Small Python app to clean CSV files and insert it to a Postgresql database.
Time spent : 5 hours
You need docker
and docker-compose
to run this app. You can follow this link to install (but Docker 19.03.0+ is needed).
git clone https://github.com/nicolazg/gdc-data-exercise.git
cd gdc-data-exercice/
docker-compose build
docker-compose up app
Postgresql
- object-relational database open source
- high concurrency, ACID compliance
- adheres more closely to SQL standards
SQLAlchemy
I made the choice to have a more generic brick at the cost of performance.
As a result, it is easier to change the provider.
Nevertheless, using chunksize in pandas.to_sql
method allows to simulate bulk insert and to obtain acceptable performances.
I've chosen to separate users' connections in a separate table (and dropped misc from the user table) to better exploit this information.
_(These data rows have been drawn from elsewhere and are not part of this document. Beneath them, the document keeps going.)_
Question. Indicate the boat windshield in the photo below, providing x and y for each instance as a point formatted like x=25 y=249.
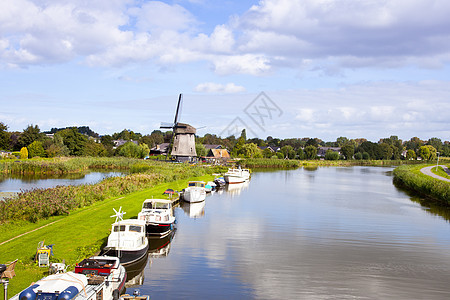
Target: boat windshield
x=156 y=205
x=116 y=228
x=161 y=205
x=135 y=228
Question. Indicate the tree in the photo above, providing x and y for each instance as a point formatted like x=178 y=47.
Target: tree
x=251 y=150
x=4 y=137
x=91 y=148
x=267 y=153
x=300 y=153
x=29 y=135
x=348 y=150
x=410 y=155
x=57 y=147
x=24 y=153
x=237 y=149
x=427 y=152
x=331 y=155
x=341 y=141
x=74 y=140
x=200 y=150
x=36 y=149
x=358 y=156
x=310 y=152
x=386 y=151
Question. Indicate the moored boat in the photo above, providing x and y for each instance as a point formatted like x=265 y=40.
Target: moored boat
x=127 y=241
x=195 y=192
x=158 y=216
x=98 y=277
x=236 y=175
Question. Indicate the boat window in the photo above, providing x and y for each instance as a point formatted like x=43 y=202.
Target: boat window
x=116 y=228
x=135 y=228
x=161 y=205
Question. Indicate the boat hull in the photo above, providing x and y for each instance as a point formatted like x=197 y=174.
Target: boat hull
x=194 y=195
x=159 y=229
x=127 y=257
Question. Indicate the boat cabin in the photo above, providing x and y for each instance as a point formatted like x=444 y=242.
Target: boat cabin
x=196 y=184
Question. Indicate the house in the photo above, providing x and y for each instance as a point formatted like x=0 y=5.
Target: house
x=160 y=149
x=323 y=150
x=273 y=149
x=210 y=146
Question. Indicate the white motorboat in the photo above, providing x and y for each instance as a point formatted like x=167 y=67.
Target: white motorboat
x=127 y=241
x=194 y=210
x=237 y=175
x=158 y=216
x=98 y=277
x=210 y=186
x=195 y=192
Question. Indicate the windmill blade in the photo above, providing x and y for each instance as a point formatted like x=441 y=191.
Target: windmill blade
x=166 y=125
x=178 y=112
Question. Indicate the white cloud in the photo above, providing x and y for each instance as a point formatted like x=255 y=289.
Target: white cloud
x=241 y=64
x=211 y=87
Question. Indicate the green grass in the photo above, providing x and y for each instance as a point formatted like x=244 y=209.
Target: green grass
x=76 y=236
x=440 y=172
x=411 y=177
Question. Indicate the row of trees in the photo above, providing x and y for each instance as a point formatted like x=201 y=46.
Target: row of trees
x=82 y=141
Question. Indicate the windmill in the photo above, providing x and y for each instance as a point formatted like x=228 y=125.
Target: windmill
x=183 y=148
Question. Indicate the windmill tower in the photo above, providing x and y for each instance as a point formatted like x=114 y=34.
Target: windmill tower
x=183 y=148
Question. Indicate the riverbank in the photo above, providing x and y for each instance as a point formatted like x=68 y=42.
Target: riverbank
x=294 y=163
x=80 y=234
x=410 y=176
x=66 y=165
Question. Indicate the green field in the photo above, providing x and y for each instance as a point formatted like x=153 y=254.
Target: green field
x=75 y=236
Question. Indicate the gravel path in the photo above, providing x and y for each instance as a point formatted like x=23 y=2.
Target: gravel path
x=427 y=171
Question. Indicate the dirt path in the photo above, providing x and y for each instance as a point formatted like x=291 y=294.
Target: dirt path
x=427 y=171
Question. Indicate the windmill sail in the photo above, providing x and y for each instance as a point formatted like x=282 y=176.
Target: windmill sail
x=184 y=136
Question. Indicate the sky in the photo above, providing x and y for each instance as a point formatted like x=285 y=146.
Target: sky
x=283 y=68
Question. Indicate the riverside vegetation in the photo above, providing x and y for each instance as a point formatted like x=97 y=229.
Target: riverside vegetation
x=80 y=214
x=411 y=177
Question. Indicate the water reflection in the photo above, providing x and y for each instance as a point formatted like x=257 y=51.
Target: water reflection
x=346 y=235
x=18 y=182
x=135 y=273
x=237 y=188
x=194 y=209
x=159 y=247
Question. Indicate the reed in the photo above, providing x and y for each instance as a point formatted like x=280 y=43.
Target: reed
x=37 y=204
x=411 y=177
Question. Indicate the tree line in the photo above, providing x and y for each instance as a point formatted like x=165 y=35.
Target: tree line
x=82 y=141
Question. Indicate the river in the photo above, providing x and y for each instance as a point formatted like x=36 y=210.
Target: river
x=329 y=233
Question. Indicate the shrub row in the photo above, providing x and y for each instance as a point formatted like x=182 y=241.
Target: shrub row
x=37 y=204
x=411 y=177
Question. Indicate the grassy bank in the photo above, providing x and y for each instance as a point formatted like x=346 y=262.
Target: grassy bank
x=39 y=204
x=411 y=177
x=78 y=235
x=66 y=165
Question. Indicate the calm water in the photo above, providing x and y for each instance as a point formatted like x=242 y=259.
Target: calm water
x=16 y=183
x=331 y=233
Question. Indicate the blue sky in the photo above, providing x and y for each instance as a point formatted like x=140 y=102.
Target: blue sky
x=328 y=68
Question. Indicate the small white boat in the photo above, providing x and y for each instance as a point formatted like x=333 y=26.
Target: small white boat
x=98 y=277
x=158 y=216
x=195 y=192
x=220 y=181
x=194 y=210
x=127 y=241
x=210 y=186
x=237 y=175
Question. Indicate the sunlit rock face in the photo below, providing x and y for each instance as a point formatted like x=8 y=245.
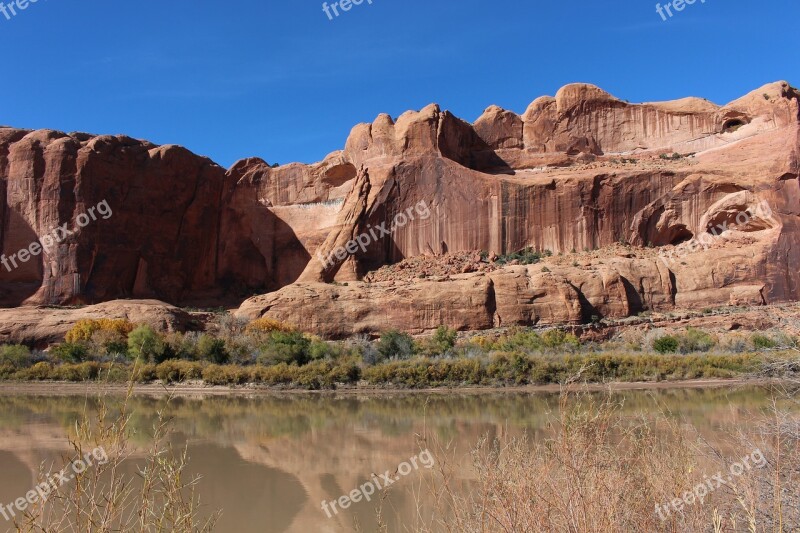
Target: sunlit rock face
x=715 y=188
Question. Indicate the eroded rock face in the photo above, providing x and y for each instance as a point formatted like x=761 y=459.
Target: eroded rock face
x=579 y=171
x=42 y=326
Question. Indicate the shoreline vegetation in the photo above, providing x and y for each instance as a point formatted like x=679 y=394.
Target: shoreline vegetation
x=269 y=354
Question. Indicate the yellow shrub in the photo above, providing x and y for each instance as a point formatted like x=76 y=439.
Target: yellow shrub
x=267 y=325
x=482 y=342
x=85 y=328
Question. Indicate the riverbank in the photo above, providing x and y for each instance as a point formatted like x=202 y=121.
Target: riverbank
x=63 y=388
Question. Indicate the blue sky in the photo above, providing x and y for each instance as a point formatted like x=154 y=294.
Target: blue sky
x=280 y=81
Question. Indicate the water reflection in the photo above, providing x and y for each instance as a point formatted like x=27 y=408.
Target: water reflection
x=269 y=461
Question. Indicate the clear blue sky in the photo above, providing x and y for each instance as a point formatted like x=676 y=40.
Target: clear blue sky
x=281 y=81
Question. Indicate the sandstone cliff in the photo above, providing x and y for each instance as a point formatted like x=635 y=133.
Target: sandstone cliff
x=579 y=171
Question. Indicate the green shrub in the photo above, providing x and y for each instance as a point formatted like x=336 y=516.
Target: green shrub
x=16 y=355
x=225 y=375
x=212 y=349
x=39 y=371
x=761 y=342
x=556 y=338
x=396 y=345
x=695 y=340
x=145 y=344
x=178 y=371
x=88 y=371
x=666 y=344
x=70 y=352
x=286 y=347
x=144 y=373
x=526 y=341
x=441 y=342
x=280 y=374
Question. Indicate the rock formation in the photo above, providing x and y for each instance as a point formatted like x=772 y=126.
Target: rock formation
x=716 y=188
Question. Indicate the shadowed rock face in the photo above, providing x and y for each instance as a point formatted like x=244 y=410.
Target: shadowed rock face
x=580 y=170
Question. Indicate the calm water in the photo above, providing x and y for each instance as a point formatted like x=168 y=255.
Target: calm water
x=269 y=461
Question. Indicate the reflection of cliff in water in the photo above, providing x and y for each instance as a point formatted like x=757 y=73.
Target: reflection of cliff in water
x=269 y=461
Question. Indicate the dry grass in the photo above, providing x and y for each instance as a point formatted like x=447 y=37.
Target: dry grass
x=598 y=471
x=127 y=492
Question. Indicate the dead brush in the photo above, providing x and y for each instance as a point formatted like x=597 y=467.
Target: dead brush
x=598 y=471
x=127 y=492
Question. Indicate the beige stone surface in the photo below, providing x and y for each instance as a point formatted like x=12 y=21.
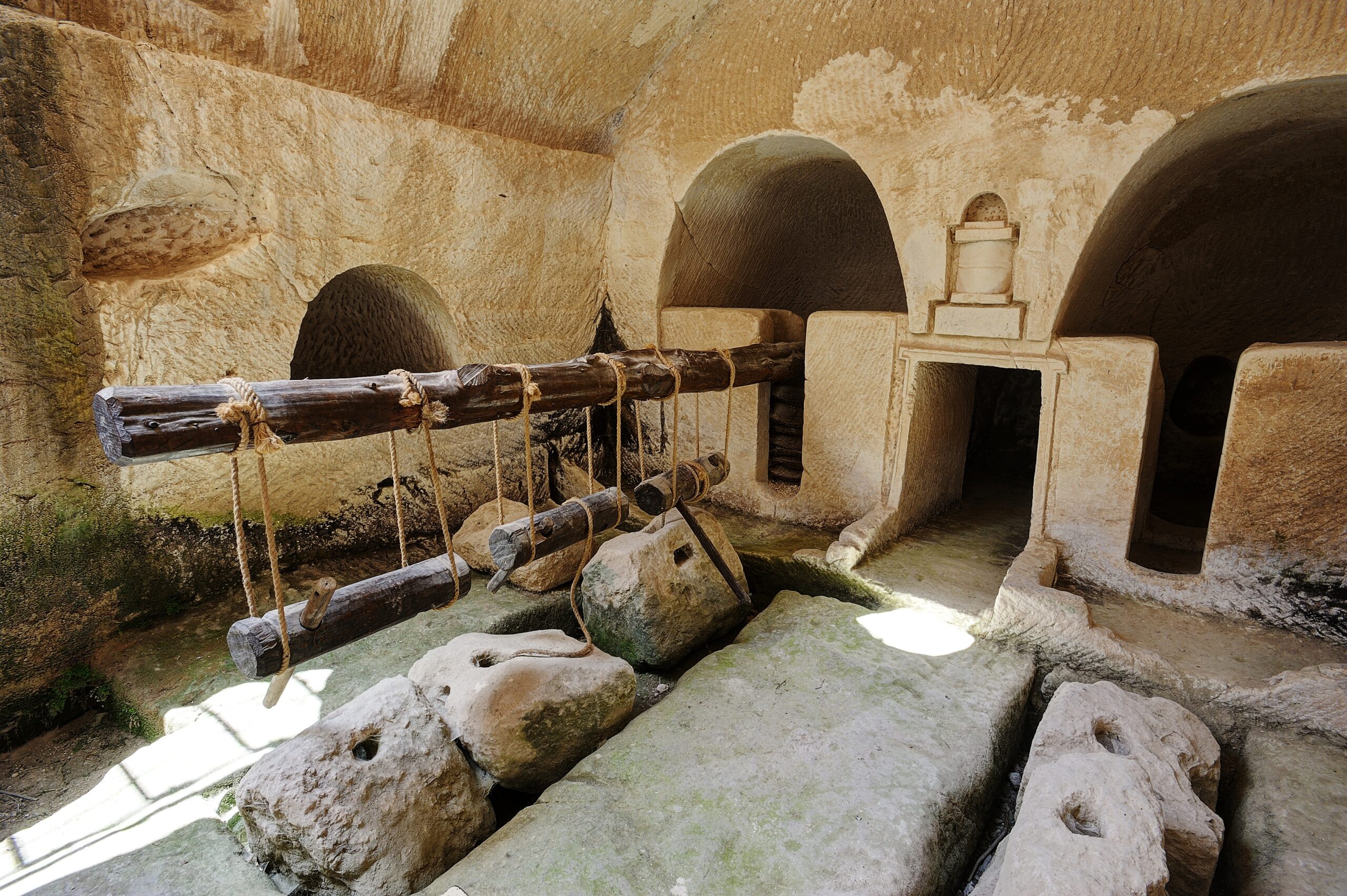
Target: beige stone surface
x=550 y=73
x=526 y=720
x=1180 y=756
x=1288 y=817
x=220 y=201
x=470 y=542
x=1095 y=469
x=375 y=797
x=1088 y=823
x=654 y=596
x=1283 y=481
x=990 y=323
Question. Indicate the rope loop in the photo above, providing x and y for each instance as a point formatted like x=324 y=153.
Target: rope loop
x=246 y=410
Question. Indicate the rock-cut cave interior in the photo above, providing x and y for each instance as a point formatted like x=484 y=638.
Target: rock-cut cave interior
x=497 y=448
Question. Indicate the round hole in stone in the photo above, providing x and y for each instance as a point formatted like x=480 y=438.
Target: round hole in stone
x=1081 y=821
x=1112 y=739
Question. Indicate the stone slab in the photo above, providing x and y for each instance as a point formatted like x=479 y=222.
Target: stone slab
x=809 y=756
x=200 y=860
x=1287 y=818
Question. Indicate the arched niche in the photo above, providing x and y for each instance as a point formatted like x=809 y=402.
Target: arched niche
x=1230 y=231
x=787 y=223
x=792 y=225
x=372 y=320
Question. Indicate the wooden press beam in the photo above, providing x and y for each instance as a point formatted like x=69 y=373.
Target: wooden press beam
x=352 y=613
x=150 y=424
x=556 y=530
x=657 y=495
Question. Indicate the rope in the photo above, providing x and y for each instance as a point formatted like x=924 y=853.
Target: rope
x=414 y=395
x=620 y=375
x=530 y=392
x=729 y=400
x=398 y=496
x=500 y=483
x=697 y=421
x=576 y=608
x=246 y=410
x=589 y=445
x=678 y=383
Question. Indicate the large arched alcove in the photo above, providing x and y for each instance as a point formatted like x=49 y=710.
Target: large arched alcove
x=369 y=321
x=786 y=223
x=1230 y=231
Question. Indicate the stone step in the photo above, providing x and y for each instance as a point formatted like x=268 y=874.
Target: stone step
x=811 y=755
However, it takes a lot of time and makes the treatment more complicated.
I didn't have enough time to process this part as I had planned.
My initial goal was to analyze the time between the publication of an ad and its transaction in order to identify a potential user alert suggesting to put his ad back on top of the pile.
Unfortunately, I only produced a graph showing the distribution of this delta by category (as shown below).
Install pytest 6.1.2
and then run pytest
at the root of the project for launching few tests.
- Adding more tests (not enough time)
- Speeding up the application
- optimizing some data treatment
- using database driver and bulk insert
- Adding security to the database (schema)